SING WITH THE LARK

Composed: 2003
Premiere:  Dublin Scioto A Cappella Chamber Choir, Jeff Chesser, director, March 11, 2003
Duration:  4 minutes         
Instrumentation:  SATB a cappella (with optional piano). Full orchestral accompaniment available

PROGRAM NOTES

Sing with the Lark is for a cappella choir with optional piano. An orchestral accompaniment is also available. The words of the poem and the music portray two very different emotions: a profound sadness contrasting with deep-felt joy. The poem, titled With the Lark, from Lyrics of the Hearthside, was written by African American poet, Paul Laurence Dunbar. The son of freed slaves from Kentucky, Dunbar’s poem reflects the oppression and sadness of African Americans during his lifetime in the late 1800s.
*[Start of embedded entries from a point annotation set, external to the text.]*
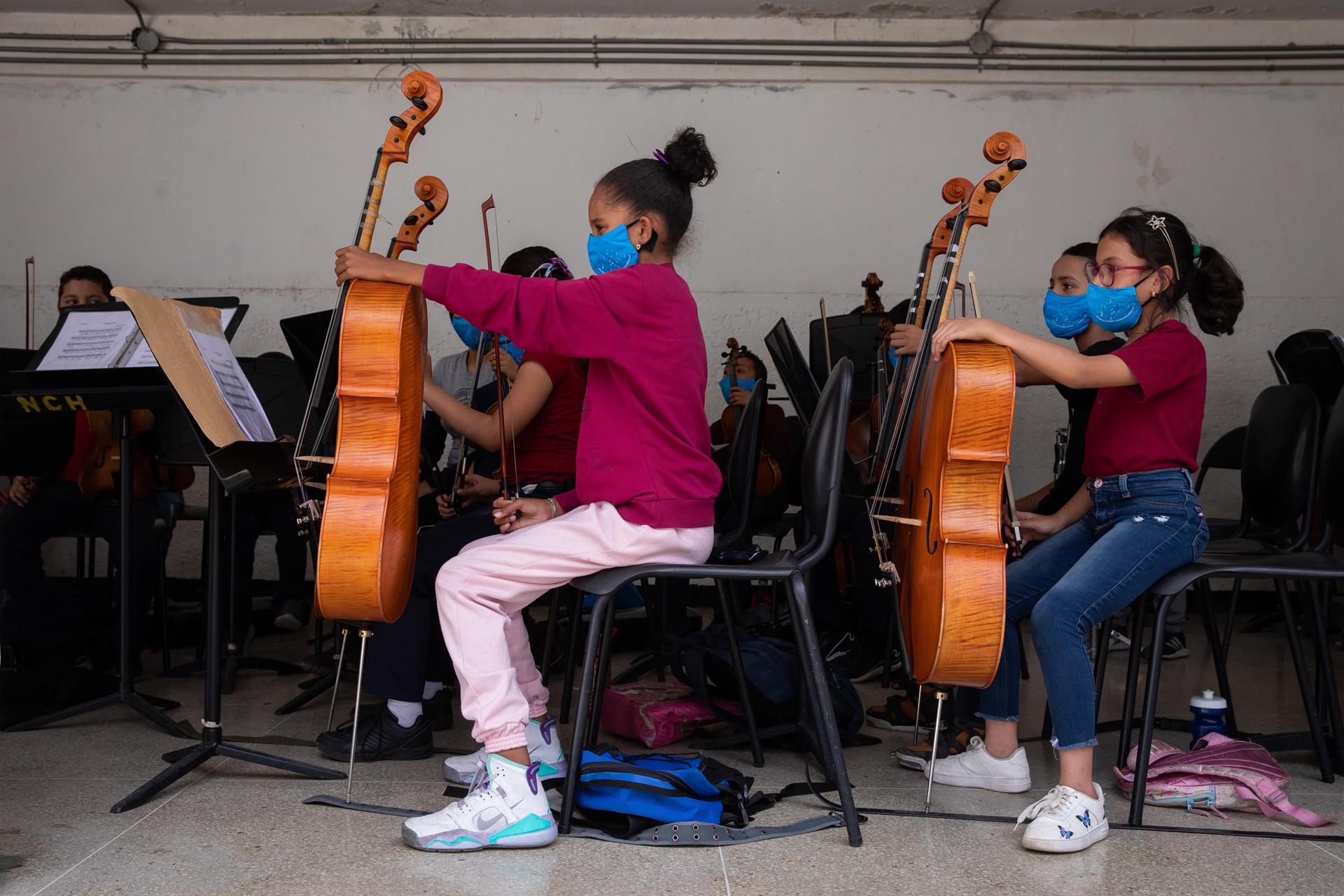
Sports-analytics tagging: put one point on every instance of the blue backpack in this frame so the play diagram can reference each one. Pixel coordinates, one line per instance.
(631, 792)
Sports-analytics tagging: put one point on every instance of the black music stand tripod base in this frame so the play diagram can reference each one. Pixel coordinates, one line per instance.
(213, 736)
(183, 761)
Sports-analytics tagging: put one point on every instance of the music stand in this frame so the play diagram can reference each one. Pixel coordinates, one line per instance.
(854, 336)
(116, 391)
(277, 384)
(235, 468)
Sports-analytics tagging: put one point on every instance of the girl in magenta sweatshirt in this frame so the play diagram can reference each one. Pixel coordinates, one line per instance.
(644, 480)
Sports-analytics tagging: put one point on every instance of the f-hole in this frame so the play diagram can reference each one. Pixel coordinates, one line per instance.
(927, 527)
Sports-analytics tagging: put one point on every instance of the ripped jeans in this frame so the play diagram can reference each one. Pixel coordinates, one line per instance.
(1142, 527)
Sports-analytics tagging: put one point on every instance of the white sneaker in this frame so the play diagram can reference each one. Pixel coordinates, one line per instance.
(1065, 821)
(977, 769)
(505, 809)
(543, 746)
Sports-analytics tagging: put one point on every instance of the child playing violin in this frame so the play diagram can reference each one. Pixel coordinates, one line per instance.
(1136, 519)
(406, 659)
(645, 484)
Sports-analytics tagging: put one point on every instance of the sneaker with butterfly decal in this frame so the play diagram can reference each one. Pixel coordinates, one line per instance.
(504, 809)
(1065, 821)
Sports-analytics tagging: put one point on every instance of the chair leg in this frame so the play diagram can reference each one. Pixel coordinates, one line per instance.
(1136, 638)
(1329, 694)
(581, 716)
(604, 665)
(575, 625)
(1102, 654)
(739, 675)
(1231, 615)
(1145, 735)
(1304, 682)
(823, 713)
(1206, 612)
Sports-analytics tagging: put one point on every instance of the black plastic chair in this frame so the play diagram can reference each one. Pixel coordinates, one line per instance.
(822, 464)
(1289, 412)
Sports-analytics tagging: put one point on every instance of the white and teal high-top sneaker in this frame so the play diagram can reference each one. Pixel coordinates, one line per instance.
(543, 746)
(505, 809)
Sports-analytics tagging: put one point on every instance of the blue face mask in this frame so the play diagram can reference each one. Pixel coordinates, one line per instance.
(613, 250)
(470, 337)
(1066, 316)
(1113, 308)
(726, 387)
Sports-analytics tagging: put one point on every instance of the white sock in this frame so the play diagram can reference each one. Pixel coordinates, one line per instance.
(405, 711)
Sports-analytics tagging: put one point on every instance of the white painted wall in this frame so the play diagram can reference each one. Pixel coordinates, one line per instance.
(245, 184)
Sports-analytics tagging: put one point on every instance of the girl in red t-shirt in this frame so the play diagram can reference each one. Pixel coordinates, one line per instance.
(1136, 517)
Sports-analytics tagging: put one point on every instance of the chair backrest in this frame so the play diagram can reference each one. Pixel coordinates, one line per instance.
(1224, 454)
(793, 371)
(1332, 469)
(823, 457)
(742, 464)
(1313, 358)
(1278, 458)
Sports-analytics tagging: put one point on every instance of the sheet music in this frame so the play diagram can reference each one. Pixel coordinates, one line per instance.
(92, 340)
(233, 383)
(143, 356)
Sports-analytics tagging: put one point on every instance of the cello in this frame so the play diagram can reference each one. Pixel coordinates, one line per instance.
(948, 451)
(769, 476)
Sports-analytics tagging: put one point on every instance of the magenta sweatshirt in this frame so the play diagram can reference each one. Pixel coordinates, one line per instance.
(644, 445)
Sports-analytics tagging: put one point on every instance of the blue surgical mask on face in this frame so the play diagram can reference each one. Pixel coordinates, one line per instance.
(470, 336)
(613, 250)
(1066, 316)
(726, 387)
(1113, 308)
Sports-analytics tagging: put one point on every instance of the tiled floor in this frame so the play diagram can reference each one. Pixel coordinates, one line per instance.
(234, 828)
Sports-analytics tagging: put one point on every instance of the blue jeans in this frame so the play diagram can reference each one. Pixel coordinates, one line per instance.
(1142, 527)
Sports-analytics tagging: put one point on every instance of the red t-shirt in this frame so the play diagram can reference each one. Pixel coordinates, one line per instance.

These feelings of despair contrast with sections in the poem that project his underlying faith and his anticipation of a better life if only in death. In the same way, the music reflects the sadness, and also the joy of imagining a better life. 

Lyrics of the Hearthside

by Paul Laurence Dunbar
published 1913
With the Lark

Night is for sorrow and dawn is for joy,
Chasing the troubles that fret and annoy;
Darkness for sighing and daylight for song,—
Cheery and chaste the strain, heartfelt and strong.
All the night through, though I moan in the dark,
I wake in the morning to sing with the lark.

Deep in the midnight the rain whips the leaves,
Softly and sadly the wood–spirit grieves.
But when the first hue of dawn tints the sky,
I shall shake out my wings like the birds and be dry;
And though, like the rain–drops, I grieved through the dark,
I shall wake in the morning to sing with the lark.

On the high hills of heaven, some morning to be,
Where the rain shall not grieve thro’ the leaves of the tree,
There my heart will be glad for the pain I have known,
For my hand will be clasped in the hand of mine own;
And though life has been hard and death’s pathway been dark,
I shall wake in the morning to sing with the lark.